The general handler implements IHttpHandler, and in the previous Urlrewrite section we talked about HttpModule, in fact, in the ASP.net application lifecycle, there is a concept called "piping (Pipeline)": An HTTP request, After a httpmodule of a "filter/process", eventually reached a Httphandle "processor" part, HttpModule and Httphandle formed a "pipeline", very image yo, hehe. Put a picture on it:



Contact Us

The content source of this page is from Internet, which doesn't represent Alibaba Cloud's opinion; products and services mentioned on that page don't have any relationship with Alibaba Cloud. If the content of the page makes you feel confusing, please write us an email, we will handle the problem within 5 days after receiving your email.

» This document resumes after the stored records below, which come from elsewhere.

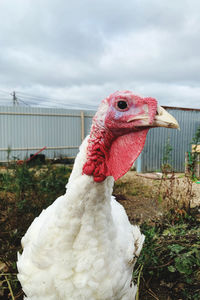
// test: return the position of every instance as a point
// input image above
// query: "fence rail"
(22, 129)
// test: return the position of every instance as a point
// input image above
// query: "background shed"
(25, 130)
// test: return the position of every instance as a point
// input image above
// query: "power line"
(30, 99)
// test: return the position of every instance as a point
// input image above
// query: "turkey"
(83, 247)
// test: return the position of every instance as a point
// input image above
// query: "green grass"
(170, 260)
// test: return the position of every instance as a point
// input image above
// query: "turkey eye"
(122, 104)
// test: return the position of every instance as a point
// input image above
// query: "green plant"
(171, 256)
(193, 156)
(167, 158)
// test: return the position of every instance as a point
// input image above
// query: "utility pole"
(14, 98)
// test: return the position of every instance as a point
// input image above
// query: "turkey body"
(82, 246)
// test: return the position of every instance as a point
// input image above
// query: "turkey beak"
(164, 119)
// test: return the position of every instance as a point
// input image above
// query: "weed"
(171, 256)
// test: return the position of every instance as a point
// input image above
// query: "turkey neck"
(99, 143)
(87, 198)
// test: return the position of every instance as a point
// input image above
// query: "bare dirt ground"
(141, 193)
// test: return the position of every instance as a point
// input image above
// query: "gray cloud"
(81, 51)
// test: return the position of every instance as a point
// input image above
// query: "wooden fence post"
(82, 126)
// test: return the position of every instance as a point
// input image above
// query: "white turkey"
(83, 247)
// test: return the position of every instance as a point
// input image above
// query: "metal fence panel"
(25, 130)
(153, 152)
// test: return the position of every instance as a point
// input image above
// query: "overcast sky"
(78, 52)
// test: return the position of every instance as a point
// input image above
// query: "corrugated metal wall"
(152, 155)
(26, 130)
(60, 130)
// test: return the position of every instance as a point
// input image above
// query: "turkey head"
(119, 131)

If you find any instances of plagiarism from the community, please send an email to: info-contact@alibabacloud.com and provide relevant evidence. A staff member will contact you within 5 working days.

A Free Trial That Lets You Build Big!

Start building with 50+ products and up to 12 months usage for Elastic Compute Service

  • Sales Support

    1 on 1 presale consultation

  • After-Sales Support

    24/7 Technical Support 6 Free Tickets per Quarter Faster Response

  • Alibaba Cloud offers highly flexible support services tailored to meet your exact needs.